[原子力産業新聞] 2002年11月28日 第2163号 <3面>

[英王立学会] CO2削減で政府に提言

英国の様々な分野で指導的な地位にある学者達で構成される王立学会は18日、英国の二酸化炭素排出量が再び増加していると警告するとともに、既存の気候変動税に代わって新たな炭素税、もしくはCO2排出認可制度を導入するよう勧告。このような方策により原子力や再生可能エネルギーの競争力が増大するとの見解を表明した。

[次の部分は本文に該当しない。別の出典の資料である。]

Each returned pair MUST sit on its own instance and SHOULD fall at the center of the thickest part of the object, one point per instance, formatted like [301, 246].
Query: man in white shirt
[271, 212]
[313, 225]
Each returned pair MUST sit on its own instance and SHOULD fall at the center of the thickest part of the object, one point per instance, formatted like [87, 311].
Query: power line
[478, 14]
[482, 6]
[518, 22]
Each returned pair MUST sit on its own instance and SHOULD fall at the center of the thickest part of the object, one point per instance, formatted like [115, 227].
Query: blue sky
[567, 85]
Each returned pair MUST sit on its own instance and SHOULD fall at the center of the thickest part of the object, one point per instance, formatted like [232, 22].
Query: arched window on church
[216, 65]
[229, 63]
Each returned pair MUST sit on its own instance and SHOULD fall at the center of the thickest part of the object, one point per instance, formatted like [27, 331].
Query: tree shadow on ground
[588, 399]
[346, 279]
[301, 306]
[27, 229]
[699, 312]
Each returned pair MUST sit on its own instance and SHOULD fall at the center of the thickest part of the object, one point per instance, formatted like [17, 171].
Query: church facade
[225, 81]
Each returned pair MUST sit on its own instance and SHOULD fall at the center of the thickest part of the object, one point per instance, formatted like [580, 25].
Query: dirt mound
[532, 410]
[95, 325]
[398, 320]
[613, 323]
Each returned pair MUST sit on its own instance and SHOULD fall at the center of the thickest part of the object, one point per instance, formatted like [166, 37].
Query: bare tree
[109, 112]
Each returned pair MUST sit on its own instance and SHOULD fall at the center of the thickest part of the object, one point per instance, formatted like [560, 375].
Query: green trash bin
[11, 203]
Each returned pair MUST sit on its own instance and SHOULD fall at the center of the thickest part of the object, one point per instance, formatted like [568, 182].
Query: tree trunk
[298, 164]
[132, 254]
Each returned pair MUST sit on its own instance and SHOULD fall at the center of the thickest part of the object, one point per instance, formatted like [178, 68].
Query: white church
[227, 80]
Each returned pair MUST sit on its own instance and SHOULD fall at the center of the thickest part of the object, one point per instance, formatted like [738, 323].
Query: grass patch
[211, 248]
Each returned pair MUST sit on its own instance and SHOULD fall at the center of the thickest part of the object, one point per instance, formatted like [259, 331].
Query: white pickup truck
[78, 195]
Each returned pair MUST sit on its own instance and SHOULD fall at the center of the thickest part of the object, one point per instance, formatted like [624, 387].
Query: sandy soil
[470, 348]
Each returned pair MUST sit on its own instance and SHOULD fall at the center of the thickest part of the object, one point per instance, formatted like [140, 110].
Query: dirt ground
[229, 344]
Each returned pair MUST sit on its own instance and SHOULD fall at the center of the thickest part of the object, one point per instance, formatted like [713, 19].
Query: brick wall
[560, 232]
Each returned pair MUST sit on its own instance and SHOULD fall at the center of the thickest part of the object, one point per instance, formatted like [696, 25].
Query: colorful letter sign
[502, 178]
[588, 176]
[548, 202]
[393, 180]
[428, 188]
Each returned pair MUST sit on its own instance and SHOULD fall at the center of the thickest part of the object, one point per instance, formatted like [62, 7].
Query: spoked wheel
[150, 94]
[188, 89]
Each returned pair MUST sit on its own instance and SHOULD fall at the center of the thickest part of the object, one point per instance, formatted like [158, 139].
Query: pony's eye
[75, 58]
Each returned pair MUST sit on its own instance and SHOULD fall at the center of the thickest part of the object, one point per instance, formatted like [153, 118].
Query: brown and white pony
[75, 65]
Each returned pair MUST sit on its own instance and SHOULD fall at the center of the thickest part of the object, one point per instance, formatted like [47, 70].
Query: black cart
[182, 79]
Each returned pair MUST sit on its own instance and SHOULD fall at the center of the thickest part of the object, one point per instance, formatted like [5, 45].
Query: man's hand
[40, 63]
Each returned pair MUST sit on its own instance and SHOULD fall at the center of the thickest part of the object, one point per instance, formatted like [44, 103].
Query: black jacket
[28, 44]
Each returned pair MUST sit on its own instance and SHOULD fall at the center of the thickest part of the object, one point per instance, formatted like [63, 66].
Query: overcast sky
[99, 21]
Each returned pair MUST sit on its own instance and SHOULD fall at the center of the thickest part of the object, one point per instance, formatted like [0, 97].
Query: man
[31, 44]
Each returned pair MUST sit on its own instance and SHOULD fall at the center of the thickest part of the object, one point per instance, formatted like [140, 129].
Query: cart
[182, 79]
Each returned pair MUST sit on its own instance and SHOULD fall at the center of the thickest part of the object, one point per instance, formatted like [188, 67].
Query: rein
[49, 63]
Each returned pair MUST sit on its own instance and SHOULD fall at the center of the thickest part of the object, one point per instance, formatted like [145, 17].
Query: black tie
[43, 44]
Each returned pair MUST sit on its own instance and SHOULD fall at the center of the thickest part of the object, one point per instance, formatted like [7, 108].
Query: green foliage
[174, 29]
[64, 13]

「CO2排出量を削減するための経済手段」と題されたこの報告書は、英国政府が来年刊行を予定している「エネルギー政策に関する白書」への提言として、E・アッシュ卿を議長とする同学会の作業グループがとりまとめたもの。この中でまずアッシュ卿は、現在の気候変動税は経済上、効果的な方策とは言い難いと指摘。一般家庭や輸送部門における化石燃料の利用に適用されていない一方で、原子力のようにCO2をほとんど排出しない電源にも課せられており、「炭素税と言うよりはエネルギーの利用に課されている環境税のようなものだ」と訴えている。

同氏によれば、政府がエネルギー白書で取り上げる課題として最も重要なのはCO2排出価格をどのように設定するかという点。作業グループの科学者や経済学者達はあらゆるオプションを検討した結果、すべてのCO2排出者に対して新たな炭素税を課するか、排出量を管理する認可制度を適用するのが最も効果的な方策だとの結論に達したと説明した。新たな炭素税では、導入当初はキロワット時当たり1ペニーの課税、ガソリン1リットルあたり6ペンスの値上げになると計算。一般家庭など社会の中で立場の弱い者に対しては国の保護金などを通じた補償が必要だとしている。

王立学会は英国のCO2排出量が再び増加し始めた以上、白書を契機にこの傾向を逆転させなければ、気候変動という潜在的な破滅の到来に英国が拍車をかけることになると警告。この目的を達成するための選択肢は新規原子炉を建設するか、CO2を排出しない代替エネルギー源を生み出す戦略を展開する‐‐のどちらかになると明言した。ただし、新たな原子炉の建設には次のような要素が不可欠だとしている。すなわち、(1)政府による意志(2)同一型炉をシリーズ建設する長期戦略(3)計画/認可手順を数年ではなく数か月単位で完了するよう再編(4)新規炉建設戦略を実行するしないに係わらず廃棄物処分戦略を進展させること(5)テロ攻撃のリスクに対する認識と緩和策策定‐‐などだ。

同学会の報告書はさらに、原子力産業界には一層安全かつコスト安で工期も短い新しい原子炉の計画があり、政府が原子力推進政策を選択すれば、産業界は現在の複合サイクル・ガス・タービン発電のコストに近づくことが可能との見方を提示。もしそうなれば、新たな炭素税や認可制度の下では化石燃料発電は割高になり、キロワット時あたり1ペニーという炭素税は原子力や再生可能エネルギーの競争力を十分高めることになると指摘している。